Miami’s Ultra Music Festival was marred Friday when a mob trampled 28-year-old security guard Erica Mack. The crowd had jumped a security fence to get inside the fest without tickets, according to local news. Mack was hospitalized and remained in critical condition Sunday with a brain hemorrhage and broken leg. She was breathing on her own.
Bystander Ivette Lozano told Miami New Times:
“I was horrified. I honestly thought she was dead. She was so limp, her body was so twisted in different areas. I thought she was dead.”
A day later, Adonis Escoto, 21, who had been attending the event, reportedly felt dizzy and went to sober up in a friend’s car. He was later found dead, Miami New Times reported.
The trampling incident in combination with multiple arrests and drug overdoses, is enough to call it quits, Miami Mayor Tomas Regalado told CBS:
“What happened this weekend is an event that could have been avoided. The organizers of Ultra did not follow the police directive to reinforce the fence, even though they knew that this year, and the year before, some kids have tried to overrun the fences. In the next weeks we are going to have a discussion on the city commission level to deny the permits for next year for the event here in the city of Miami.”

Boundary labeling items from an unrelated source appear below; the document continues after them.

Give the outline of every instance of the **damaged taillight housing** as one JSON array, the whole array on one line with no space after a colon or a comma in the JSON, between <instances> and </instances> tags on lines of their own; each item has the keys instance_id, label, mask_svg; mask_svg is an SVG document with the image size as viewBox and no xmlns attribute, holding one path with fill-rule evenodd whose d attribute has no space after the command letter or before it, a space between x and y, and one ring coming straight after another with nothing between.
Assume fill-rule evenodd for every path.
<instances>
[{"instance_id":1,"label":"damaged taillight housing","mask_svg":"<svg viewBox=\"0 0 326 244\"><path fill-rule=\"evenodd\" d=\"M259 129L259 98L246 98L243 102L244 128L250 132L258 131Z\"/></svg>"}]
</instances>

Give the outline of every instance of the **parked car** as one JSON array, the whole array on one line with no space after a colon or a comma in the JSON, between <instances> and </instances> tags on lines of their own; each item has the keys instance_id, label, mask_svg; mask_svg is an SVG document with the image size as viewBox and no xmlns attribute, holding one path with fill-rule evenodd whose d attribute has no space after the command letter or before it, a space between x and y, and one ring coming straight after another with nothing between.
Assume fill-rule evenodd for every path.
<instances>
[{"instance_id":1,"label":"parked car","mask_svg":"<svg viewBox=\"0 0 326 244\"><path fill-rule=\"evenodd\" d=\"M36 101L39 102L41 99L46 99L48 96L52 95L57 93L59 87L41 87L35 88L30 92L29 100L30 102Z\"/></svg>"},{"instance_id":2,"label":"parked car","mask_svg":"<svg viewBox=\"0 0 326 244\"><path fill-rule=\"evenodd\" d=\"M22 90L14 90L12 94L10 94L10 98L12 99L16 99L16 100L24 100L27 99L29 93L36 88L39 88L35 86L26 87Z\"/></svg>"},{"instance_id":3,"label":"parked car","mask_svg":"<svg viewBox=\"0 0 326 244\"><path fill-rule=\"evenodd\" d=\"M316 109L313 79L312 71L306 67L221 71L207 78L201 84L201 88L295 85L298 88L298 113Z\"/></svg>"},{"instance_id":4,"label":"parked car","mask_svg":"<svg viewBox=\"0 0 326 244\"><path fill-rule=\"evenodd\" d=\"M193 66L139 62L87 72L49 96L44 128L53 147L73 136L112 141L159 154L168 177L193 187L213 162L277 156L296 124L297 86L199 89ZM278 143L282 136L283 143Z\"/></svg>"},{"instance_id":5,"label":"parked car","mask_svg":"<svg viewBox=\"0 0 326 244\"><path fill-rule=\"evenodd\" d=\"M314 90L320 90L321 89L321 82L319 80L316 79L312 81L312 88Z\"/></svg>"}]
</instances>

But Miami isn’t the only city with concerns.
The Austin City Council last week asked its city manager to conduct a full post-event evaluation of SXSW. However, Austin Council Member Mike Martinez said:
“It was a difficult SXSW, but it’s not related just to SXSW. Austin has truly become an international destination for many folks at many different times of the year.”

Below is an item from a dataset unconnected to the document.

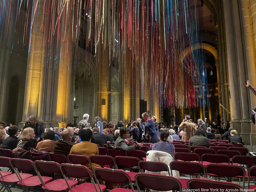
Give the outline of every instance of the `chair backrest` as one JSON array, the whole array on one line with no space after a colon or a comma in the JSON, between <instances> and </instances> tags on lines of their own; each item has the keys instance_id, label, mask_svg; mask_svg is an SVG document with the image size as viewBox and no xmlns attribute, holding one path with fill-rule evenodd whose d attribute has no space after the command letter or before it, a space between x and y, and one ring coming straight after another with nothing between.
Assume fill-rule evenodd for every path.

His statement was referring to last month’s crash that left four people dead, Austin Chronicle reported.
On Thursday, police said 18-year-old DeAndre “Dre” Tatum was the fourth person to die from injuries sustained after a suspected drunk driver crashed through a barrier set up for the festival and plowed into a crowd on March 13. He was the last of the victims who had remained in critical condition at University Medical Center Brackenridge.
Jamie West, 27, and Steven Craenmehr, 35, were killed at the scene last month. And 26-year-old Sandy Le died of her injuries on March 17. More than 20 others were injured.
The driver, 21-year-old Rashad Owens, is charged with capital murder and aggravated assault with a motor vehicle, and prosecutors are expected to seek additional charges against him from a grand jury, The Associated Press reported. Owens is accused of driving drunk and fleeing from police, and then intentionally steering into the crowd and accelerating.
Such troubles are not new to music festivals. In 2010, Los Angeles officials forced Insomniac Events’ Electric Daisy Carnival to move to Las Vegas after a 15-year-old girl overdosed on MDMA, a stimulant also known as “Molly.” And last year, New York City canceled its multiday electronic music festival, Electric Zoo, the last day after two concert-goers died after using MDMA. Also last year, a 23-year-old at Ultra went into a coma and nearly died after someone gave him water spiked with anti-freeze, according to news reports.
Given the history and recent series of events, Miami officials said they have had enough. Miami City Commissioner Marc Sarnoff told NBC:
“This is not a business that serves the community well. … It is time for Ultra to go away. We have always talked about people getting trampled and now it happened.”